Path-tracing is a technique to render realistic images by simulating the paths that light takes throughout a scene. Backwards path-tracing is a standard way of doing path-tracing where you shoot rays out from an "origin" (a camera, or a player's eye), and track their propagation through a scene until they reach a light source. A backwards path-tracer can typically be broken down into these steps:
Launching primary rays
Ray intersection
Launching secondary rays
Real time path-tracing attempts to do this in (you guessed it) real time. This means we are heavily constrained in the number of ray intersection checks we're allowed to do per-frame. For example, in my Minecraft path-tracer we can do ~5 ray-intersections per-pixel per-frame at 60 FPS. This means it's a good idea, for example, to skip the primary-ray intersection check and just use rasterization to resolve the primary ray. We also have to be very deliberate about the types of rays that we launch; typically this means we launch 1 ray for ambient light, and 1 ray for specular, and we restrict the number of bounces that are allowed.
A scene with only a primary ray. Light cannot bounce, and so only the sky is visible.
The same scene with 1 bounce of ambient light, and many accumulated frames. Skylight can directly reach a few areas.
The same scene with up to 3 bounces of ambient light, and direct sunlight rays for each of those bounces.

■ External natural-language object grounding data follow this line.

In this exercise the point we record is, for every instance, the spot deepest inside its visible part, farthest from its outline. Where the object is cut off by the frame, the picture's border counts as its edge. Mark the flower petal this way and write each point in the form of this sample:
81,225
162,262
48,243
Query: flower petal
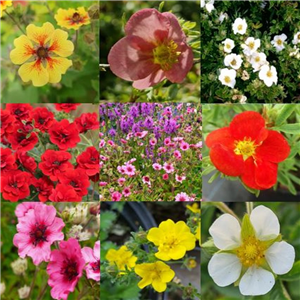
224,268
274,148
265,223
281,257
226,232
256,281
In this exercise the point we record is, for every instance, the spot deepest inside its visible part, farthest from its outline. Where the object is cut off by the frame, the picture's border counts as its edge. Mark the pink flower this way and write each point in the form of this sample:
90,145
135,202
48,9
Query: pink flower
153,49
92,259
65,268
182,197
38,229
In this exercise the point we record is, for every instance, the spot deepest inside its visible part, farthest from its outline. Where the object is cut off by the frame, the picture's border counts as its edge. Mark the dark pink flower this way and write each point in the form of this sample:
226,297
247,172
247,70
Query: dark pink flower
153,49
65,268
37,230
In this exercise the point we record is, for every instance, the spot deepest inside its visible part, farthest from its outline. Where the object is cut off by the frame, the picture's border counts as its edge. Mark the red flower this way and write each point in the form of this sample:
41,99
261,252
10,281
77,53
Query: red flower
55,163
64,134
66,107
89,161
15,185
7,161
64,193
77,179
249,150
43,118
88,121
44,187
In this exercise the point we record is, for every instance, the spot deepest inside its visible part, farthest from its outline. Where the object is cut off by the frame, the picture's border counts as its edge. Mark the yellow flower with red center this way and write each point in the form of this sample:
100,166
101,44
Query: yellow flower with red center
72,18
42,54
3,5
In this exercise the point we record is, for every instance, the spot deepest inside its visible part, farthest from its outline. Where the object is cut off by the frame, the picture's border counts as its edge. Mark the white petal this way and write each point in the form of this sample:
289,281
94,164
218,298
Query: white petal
226,232
256,281
224,268
281,257
265,223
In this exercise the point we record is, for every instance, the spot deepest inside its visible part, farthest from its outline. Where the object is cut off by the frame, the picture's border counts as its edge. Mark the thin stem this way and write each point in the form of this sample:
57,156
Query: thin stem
13,19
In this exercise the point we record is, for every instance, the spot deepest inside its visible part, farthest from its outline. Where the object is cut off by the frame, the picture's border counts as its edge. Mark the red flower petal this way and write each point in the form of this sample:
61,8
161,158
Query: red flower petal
274,148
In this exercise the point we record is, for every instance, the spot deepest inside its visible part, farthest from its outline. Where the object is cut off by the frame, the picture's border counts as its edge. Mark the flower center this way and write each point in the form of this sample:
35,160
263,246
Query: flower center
251,252
246,148
166,55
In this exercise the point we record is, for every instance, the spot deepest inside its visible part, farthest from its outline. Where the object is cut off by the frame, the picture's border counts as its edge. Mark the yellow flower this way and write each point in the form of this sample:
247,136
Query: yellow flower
122,258
172,240
72,18
158,274
194,208
41,54
3,5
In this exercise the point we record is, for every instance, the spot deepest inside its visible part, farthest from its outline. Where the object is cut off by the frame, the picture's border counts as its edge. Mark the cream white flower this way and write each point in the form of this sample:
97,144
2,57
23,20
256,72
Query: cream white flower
257,60
228,45
227,77
296,39
250,46
248,252
233,60
278,42
239,26
268,74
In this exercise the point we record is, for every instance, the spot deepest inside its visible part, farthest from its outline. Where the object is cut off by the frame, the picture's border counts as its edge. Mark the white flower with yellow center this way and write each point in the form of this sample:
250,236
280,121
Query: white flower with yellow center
227,77
233,60
239,26
278,42
228,45
268,74
250,46
250,254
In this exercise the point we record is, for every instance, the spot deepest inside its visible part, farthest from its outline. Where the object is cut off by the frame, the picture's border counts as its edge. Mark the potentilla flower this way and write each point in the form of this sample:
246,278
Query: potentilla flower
42,54
246,148
251,45
172,239
37,230
278,42
239,26
233,60
227,77
268,74
147,57
92,259
250,254
65,269
72,18
157,274
228,45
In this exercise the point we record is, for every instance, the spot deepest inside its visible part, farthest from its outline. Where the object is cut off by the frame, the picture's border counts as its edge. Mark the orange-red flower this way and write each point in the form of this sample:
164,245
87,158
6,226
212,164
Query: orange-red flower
246,148
42,54
72,18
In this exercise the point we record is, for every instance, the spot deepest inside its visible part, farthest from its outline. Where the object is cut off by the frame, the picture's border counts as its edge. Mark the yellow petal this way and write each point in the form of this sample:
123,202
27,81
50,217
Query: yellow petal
57,66
23,51
40,35
34,71
60,45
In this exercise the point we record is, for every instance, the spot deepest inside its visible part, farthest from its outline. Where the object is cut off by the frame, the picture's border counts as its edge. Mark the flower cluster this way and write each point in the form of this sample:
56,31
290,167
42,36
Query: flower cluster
148,150
37,153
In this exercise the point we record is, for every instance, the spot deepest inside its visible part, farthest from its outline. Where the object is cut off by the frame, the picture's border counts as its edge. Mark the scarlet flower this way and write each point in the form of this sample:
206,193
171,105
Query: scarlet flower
153,49
249,150
64,134
15,185
43,118
65,268
87,121
55,163
42,54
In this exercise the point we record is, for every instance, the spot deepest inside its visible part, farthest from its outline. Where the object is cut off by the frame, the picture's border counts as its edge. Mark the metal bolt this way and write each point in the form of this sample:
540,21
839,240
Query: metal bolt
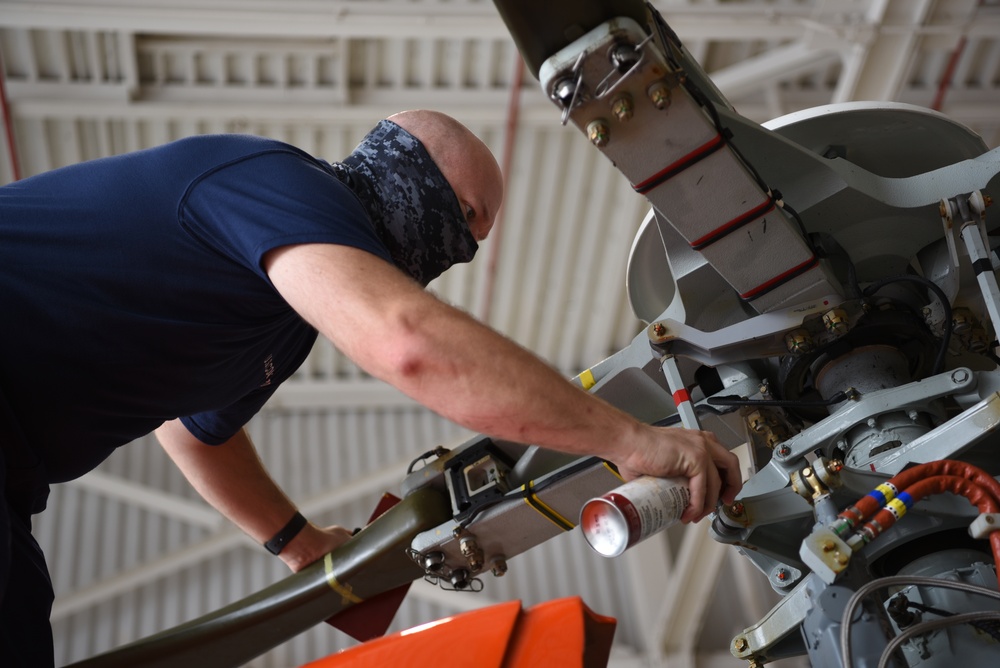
799,341
659,95
835,321
961,320
498,567
622,107
563,91
598,132
472,552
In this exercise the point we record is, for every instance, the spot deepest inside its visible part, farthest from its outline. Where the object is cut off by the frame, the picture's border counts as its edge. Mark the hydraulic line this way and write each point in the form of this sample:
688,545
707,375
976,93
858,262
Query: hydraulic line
881,507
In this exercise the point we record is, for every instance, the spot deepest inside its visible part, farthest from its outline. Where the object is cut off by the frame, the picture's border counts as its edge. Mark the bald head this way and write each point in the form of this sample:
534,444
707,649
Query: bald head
464,160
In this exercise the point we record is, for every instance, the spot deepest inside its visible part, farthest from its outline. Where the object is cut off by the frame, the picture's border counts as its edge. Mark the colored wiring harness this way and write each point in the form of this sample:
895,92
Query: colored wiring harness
883,506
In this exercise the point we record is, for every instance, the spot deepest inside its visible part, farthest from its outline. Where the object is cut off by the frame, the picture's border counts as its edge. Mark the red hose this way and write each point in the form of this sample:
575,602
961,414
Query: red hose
946,475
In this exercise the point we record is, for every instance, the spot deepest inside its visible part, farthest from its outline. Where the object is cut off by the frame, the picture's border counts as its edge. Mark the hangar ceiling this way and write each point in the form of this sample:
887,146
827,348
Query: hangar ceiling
132,550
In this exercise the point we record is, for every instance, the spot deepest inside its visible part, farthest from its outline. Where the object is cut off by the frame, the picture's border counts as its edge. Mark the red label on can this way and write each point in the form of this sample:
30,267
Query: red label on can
631,515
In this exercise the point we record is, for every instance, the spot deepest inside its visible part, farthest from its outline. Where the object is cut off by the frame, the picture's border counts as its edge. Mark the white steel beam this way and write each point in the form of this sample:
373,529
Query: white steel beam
147,498
690,588
226,539
782,63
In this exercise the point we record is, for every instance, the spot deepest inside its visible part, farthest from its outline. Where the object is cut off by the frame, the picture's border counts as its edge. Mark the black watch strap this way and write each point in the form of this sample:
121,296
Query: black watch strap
287,533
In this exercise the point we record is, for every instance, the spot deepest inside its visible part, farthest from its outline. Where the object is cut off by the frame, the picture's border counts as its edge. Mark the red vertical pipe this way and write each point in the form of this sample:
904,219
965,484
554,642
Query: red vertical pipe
8,123
506,166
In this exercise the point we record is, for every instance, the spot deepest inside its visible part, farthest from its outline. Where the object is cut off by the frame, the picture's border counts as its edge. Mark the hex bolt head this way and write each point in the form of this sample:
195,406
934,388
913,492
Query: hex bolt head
659,95
622,107
598,132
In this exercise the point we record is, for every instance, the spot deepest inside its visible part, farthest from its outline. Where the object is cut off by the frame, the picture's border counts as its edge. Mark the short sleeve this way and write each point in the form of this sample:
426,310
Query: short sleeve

GPU Shading languages do not support recursive function calls. This is a problem for path-tracing, which is generally described as a recursive algorithm. Luckily, path-tracing is tail-recursive, which means it can be reframed as an iterative algorithm. The iterative version of path-tracing traverses a path-tree, using either a stack or a queue. For a single pixel with a bounce limit of 2, the path-tree might look like this:
And some naive GLSL code to trace a 2-bounce path-tree would look something like this:
vec3 Pathtrace(vec3 origin, vec3 direction, Surface rasterSurface) {
vec3 outColor = vec3(0.0);
vec3 ambientDir1 = GetAmbientSampleDir(direction, rasterSurface);
vec3 ambientAbsorbtion1 = GetAmbientBRDF(direction, ambientDir1, rasterSurface) * rasterSurface.albedo;
if (IsVisible(ambientAbsorbtion1)) {
RayIntersection ambIntersect1 = ray_intersect(origin, ambientDir1);
if (ambIntersect1.hit) {
Surface ambSurface1 = GetSurface(ambIntersect1.data);
outColor += ambSurface1.emissive * ambientAbsorbtion1;
vec3 ambientDir2 = GetAmbientSampleDir(ambientDir1, ambSurface1);
vec3 ambientAbsorbtion2 = GetAmbientBRDF(ambientDir1, ambientDir2, ambSurface1) * ambSurface1.albedo;
if (IsVisible(ambientAbsorbtion2)) {
RayIntersection ambIntersect2 = ray_intersect(ambIntersect1.origin, ambientDir2);
if (ambIntersect2.hit) {
Surface ambSurface2 = GetSurface(ambIntersect2.data);
outColor += ambSurface2.emissive * ambientAbsorbtion2;
} else {
outColor += GetSkyColor(ambIntersect1.origin, ambientDir2) * ambientAbsorbtion2;
}
}
vec3 specularDir2 = GetSpecularSampleDir(ambientDir1, ambSurface1);
vec3 specularAbsorbtion2 = GetSpecularBRDF(ambientDir1, specularDir2, ambSurface1) * ambSurface1.albedo;
if (IsVisible(specularAbsorbtion2)) {
RayIntersection specIntersect2 = ray_intersect(ambIntersect1.origin, specularDir2);
if (specIntersect2.hit) {
Surface specSurface2 = GetSurface(specIntersect2.data);
outColor += specSurface2.emissive * specularAbsorbtion2;
} else {
outColor += GetSkyColor(ambIntersect1.origin, specularDir2) * specularAbsorbtion2;
}
}
} else {
outColor += GetSkyColor(origin, ambientDir1) * ambientAbsorbtion1;
}
}
// Now do the entire thing again for the specular side of the tree
...
return outColor;
}
There are a lot of problems with this naive method. It effectively bakes a depth-first traversal of the tree statically into the code. This means that the lines of code have to be multiplied for every additional bounce we want to allow. Furthermore, this code has terrible branching capabilities, since every node is a distinct line of code, every thread in a warp has to wait on the worst-case of all the threads in that warp. Imagine trying to implement this tree using the naive method:
The escaped pixels for 1 bounce of ambient light. Almost none of the threads that computed these pixels will be able to move on to productive work.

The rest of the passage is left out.